Da quella data, però, di quest’opera si sono registrate solo rare messe in scena, anche per colpa di una trama assai arzigogolata, eccessivamente densa di citazioni, dove Boito intendeva esprimere l’antitesi fra il bene e il male nel contrasto fra la decadenza del mondo pagano romano e gli albori del nascente cristianesimo, in una sorta di “Ben Hur” ante litteram. Uno dei rari e più felici ripescaggi italiani risale al 1975 e avvenne presso l’Auditorium Rai di Torino, con sul podio un direttore del calibro di Gianandrea Gavazzeni, molto coinvolto dagli aspetti innovativi della partitura.
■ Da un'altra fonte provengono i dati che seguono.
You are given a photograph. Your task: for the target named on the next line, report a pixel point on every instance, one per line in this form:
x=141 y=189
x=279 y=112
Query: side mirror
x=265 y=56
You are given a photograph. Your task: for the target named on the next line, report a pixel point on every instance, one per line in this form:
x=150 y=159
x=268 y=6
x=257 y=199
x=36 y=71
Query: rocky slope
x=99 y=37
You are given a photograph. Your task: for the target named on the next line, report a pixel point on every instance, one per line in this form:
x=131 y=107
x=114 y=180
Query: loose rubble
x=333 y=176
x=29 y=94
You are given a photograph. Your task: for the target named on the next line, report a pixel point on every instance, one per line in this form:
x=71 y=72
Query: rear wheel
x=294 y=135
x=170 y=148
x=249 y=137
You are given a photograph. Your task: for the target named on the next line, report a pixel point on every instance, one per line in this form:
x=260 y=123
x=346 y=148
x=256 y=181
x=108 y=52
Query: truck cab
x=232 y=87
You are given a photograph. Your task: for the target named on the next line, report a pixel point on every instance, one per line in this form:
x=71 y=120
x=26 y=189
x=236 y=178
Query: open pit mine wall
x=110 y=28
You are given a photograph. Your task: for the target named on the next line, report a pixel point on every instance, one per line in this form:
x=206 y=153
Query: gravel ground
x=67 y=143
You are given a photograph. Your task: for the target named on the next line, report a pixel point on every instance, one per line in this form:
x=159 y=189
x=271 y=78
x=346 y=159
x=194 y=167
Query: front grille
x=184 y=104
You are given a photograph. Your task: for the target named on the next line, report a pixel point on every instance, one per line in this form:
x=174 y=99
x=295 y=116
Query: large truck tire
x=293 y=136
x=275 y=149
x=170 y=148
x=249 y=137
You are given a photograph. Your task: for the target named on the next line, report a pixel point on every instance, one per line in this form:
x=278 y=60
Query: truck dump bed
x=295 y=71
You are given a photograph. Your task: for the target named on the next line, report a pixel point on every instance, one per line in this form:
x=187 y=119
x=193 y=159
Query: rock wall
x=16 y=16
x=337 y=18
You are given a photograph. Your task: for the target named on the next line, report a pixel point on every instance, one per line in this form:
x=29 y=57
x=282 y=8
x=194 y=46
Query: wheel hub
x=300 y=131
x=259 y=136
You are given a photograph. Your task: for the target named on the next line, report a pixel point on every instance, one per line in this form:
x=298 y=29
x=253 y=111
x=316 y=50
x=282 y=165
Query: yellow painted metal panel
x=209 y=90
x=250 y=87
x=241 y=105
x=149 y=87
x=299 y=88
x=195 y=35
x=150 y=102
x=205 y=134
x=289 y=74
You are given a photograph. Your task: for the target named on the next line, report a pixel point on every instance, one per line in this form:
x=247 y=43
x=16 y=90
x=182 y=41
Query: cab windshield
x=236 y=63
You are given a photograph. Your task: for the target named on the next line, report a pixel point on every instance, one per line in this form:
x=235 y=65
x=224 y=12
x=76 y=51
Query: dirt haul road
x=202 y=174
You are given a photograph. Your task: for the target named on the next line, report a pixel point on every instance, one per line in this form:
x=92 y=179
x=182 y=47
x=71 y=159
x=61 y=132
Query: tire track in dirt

Esito eccellente, che ancora fortunatamente possiamo ascoltare in un cofanetto di 2 cd Bongiovanni e su Youtube.

Non è un caso che questa nuova resurrezione abbia luogo a Cagliari, dove il locale Teatro lirico si sta specializzando in questi coraggiosi recuperi, dopo le inaugurazioni dedicate alla musica del Novecento italiano con “La campana sommersa” nel 2016 e “La bella dormente” nel 2017, entrambe a firma di Ottorino Respighi, “Turandot” di Busoni nel 2018, “Palla de’ Mozzi” di Marinuzzi nel 2020, “Cecilia” di Refice nel 2022, “Gloria” di Cilea nel 2023.

Questa volta tocca dunque al “Nerone”, con la direzione musicale di Francesco Cilluffo, giovane direttore che apprezza il repertorio del nostro troppo spesso trascurato Novecento storico, mentre nel ruolo dell’imperatore romano si avvicenderanno due tenori d’origine georgiana: Mikheil Sheshaberidze (9-11-14-16-18 febbraio), che i melomani del San Carlo di Napoli ricorderanno nella parte di Pollione in “Norma” di Bellini, e Konstantin Kipiani (10-13-15-16-17 febbraio), esperto interprete pucciniano, con la regia firmata da Fabio Ceresa.

Affronteranno un severo impegno, perché Boito in quest’opera volle concentrare tutta la sua arte nella doppia inclinazione letteraria e musicale, aspirando con ciò a una fusione fra i due linguaggi, prendendo a modello il sommo esempio di Richard Wagner, con reminiscènse e allusioni della cui abilità compositiva gli spettatori cagliaritani potranno capacitarsi, all’ascolto, nel terzo atto, dove alcuni interventi puramente strumentali degli archi porgeranno alla memoria la eco del “Lohengrin” e dove, nell’introduzione del quarto atto, rivive l’affannoso e drammatico incedere dell’incipit della “Walchiria”. Aspirazione che, stando ad alcuni critici severi come Fedele d’Amico, fu in parte delusa, poiché il compositore era inferiore al letterato, sia nell’originalità autoriale che nella tecnica. Ma dal punto di vista storico la sua importanza è ormai affermata, grazie all’influenza che ebbe nell’ambiente musicale italiano, essendo riuscito a imporre definitivamente la cultura del melodramma e l’importanza di una prominente visione sinfonica della parte orchestrale.